Success breeds resentment. This is true not only on and off the athletic field, but of life in general. The same is true of repeated failures, but failures also produce a healthy amount of doubt.
I overheard a conversation last week that took place less than 10 feet away from me, at a high volume, in which a prediction was made that the Montana Grizzlies were going to destroy the Appalachian State Mountaineers on Saturday at Appalachian’s home opener in Boone. There was a tone of self-satisfaction in that voice, and a defeated quality to it, that made it more than someone just predicting the outcome of a game. Appalachian wound up disposing of Montana with relative ease, and junior quarterback Jamal Jackson passed for 260 yards and two touchdowns.
I’m an Appalachian alumni, like a lot of people in the foothills, and fortunately my college experience coincided with the Mountaineers’ dominance of FCS football. I’m used to seeing Appalachian win, not only because I have an allegiance to the school, but because winning has become a trend that can’t be denied. The Mountaineers win at home — and the victory over Montana was their 18th-straight regular season home win.

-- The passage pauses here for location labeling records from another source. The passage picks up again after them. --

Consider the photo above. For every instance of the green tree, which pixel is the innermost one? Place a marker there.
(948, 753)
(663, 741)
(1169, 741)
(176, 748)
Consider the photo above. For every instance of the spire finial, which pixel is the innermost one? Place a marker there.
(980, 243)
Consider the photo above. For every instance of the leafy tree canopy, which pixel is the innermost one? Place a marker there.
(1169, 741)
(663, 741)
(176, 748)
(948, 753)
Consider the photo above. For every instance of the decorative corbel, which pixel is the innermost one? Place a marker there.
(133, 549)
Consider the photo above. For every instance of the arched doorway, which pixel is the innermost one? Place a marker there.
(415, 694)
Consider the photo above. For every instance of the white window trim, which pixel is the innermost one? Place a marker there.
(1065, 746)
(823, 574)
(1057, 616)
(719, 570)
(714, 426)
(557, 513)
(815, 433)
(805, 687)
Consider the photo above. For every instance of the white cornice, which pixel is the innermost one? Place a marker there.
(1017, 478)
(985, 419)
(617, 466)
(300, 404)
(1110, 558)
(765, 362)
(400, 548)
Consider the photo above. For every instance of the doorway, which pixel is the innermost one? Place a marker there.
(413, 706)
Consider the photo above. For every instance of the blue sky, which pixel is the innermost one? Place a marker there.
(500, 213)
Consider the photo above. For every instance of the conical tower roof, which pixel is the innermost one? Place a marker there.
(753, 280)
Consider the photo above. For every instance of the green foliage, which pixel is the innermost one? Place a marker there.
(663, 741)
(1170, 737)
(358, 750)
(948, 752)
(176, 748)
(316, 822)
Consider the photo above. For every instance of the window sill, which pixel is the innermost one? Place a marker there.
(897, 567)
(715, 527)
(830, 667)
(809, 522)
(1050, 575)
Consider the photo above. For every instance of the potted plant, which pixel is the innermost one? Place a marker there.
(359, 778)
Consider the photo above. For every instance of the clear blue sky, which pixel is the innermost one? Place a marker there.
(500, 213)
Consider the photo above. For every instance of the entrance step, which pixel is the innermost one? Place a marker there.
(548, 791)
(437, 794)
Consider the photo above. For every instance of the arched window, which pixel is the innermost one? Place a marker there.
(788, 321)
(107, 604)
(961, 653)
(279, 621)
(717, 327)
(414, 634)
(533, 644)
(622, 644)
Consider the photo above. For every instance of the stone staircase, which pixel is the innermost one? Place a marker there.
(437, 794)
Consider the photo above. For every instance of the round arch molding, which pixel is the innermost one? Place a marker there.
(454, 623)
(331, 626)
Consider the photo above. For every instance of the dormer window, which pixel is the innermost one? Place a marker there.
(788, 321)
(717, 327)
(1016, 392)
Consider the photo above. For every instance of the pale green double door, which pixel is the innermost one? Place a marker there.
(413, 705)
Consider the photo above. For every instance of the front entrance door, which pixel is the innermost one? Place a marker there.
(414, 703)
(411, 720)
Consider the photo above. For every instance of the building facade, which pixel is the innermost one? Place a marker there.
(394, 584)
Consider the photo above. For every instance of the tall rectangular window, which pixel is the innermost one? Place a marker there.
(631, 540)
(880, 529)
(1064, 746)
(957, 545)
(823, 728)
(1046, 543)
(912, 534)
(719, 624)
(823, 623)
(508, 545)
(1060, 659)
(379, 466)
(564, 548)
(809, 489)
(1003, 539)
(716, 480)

I’m describing an isolated incident, this naysaying, and every person who has ever lived could probably come up with a similar example. The perpetrators are known as the “haters,” and they’re able to rear their heads without shame in the arenas of sports and politics. There is room for all kinds in this world, but the constant negativity that accompanies two of the three subjects worth talking about is draining on the people who are unfortunate enough to hear it, and the people saying it.

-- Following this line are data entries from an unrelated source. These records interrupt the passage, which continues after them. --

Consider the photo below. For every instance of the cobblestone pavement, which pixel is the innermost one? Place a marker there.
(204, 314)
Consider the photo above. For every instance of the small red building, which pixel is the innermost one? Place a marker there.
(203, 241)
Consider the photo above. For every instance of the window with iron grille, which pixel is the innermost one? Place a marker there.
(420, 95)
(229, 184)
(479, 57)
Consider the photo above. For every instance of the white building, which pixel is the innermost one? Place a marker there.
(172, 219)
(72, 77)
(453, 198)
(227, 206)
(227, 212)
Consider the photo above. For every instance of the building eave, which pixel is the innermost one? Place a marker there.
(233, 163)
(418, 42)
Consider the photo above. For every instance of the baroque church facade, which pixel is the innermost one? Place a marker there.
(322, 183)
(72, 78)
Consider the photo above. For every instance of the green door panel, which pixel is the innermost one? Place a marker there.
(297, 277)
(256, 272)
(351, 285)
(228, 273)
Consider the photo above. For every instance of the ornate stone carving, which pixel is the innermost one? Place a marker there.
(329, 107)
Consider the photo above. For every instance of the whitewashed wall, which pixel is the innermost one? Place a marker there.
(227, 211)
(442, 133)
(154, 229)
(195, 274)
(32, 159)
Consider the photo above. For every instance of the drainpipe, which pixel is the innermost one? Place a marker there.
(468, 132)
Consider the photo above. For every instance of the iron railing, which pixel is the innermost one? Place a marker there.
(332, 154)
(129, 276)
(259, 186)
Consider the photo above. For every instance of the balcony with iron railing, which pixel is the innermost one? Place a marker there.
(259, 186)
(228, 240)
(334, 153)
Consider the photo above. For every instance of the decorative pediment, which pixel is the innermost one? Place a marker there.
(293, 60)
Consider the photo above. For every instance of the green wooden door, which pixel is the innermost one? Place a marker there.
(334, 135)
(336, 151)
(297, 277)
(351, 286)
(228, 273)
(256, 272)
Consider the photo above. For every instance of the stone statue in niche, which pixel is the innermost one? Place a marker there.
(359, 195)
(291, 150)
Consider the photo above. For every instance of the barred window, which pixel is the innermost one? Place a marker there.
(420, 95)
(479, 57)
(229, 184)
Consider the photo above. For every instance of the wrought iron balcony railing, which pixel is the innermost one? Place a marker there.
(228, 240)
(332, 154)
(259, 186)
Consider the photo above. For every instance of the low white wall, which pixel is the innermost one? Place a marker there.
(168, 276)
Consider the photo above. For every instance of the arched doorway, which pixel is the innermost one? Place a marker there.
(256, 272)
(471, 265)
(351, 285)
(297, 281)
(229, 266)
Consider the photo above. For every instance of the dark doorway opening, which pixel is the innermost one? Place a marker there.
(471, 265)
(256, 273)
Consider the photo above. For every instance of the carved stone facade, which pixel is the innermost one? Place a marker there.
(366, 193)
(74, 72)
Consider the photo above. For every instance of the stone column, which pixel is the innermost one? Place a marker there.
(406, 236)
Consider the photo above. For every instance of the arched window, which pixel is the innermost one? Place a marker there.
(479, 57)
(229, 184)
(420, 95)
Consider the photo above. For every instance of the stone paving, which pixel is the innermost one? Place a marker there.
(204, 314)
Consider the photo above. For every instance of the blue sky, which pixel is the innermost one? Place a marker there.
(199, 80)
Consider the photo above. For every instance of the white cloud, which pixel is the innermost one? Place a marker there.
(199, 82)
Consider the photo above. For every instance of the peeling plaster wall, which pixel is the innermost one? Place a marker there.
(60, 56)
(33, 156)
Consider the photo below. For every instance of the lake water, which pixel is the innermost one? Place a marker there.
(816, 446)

The problem is that every game is a microcosm of the greater struggle between life and death. The days of the Roman Gladiator are gone, when victory or defeat actually meant life or death, but what we have in athletics today is just an evolution of that very old premise. I hear newscasters or fans who constantly predict defeat, who seem to get pleasure from losing or predicting loss or wallowing in an in-progress defeat, and it makes me question their general outlook on life.
I value winning, and the spirit of competition, as much as anyone else. But positivity is more important, and attitude can occasionally make up for a lack of talent and skill under the right conditions. That’s how upsets happen. It’s how teams and fans pull through losing streaks. And without it, the game wouldn’t be worth playing.
Michael Gebelein is sports editor of the Lincoln Times-News.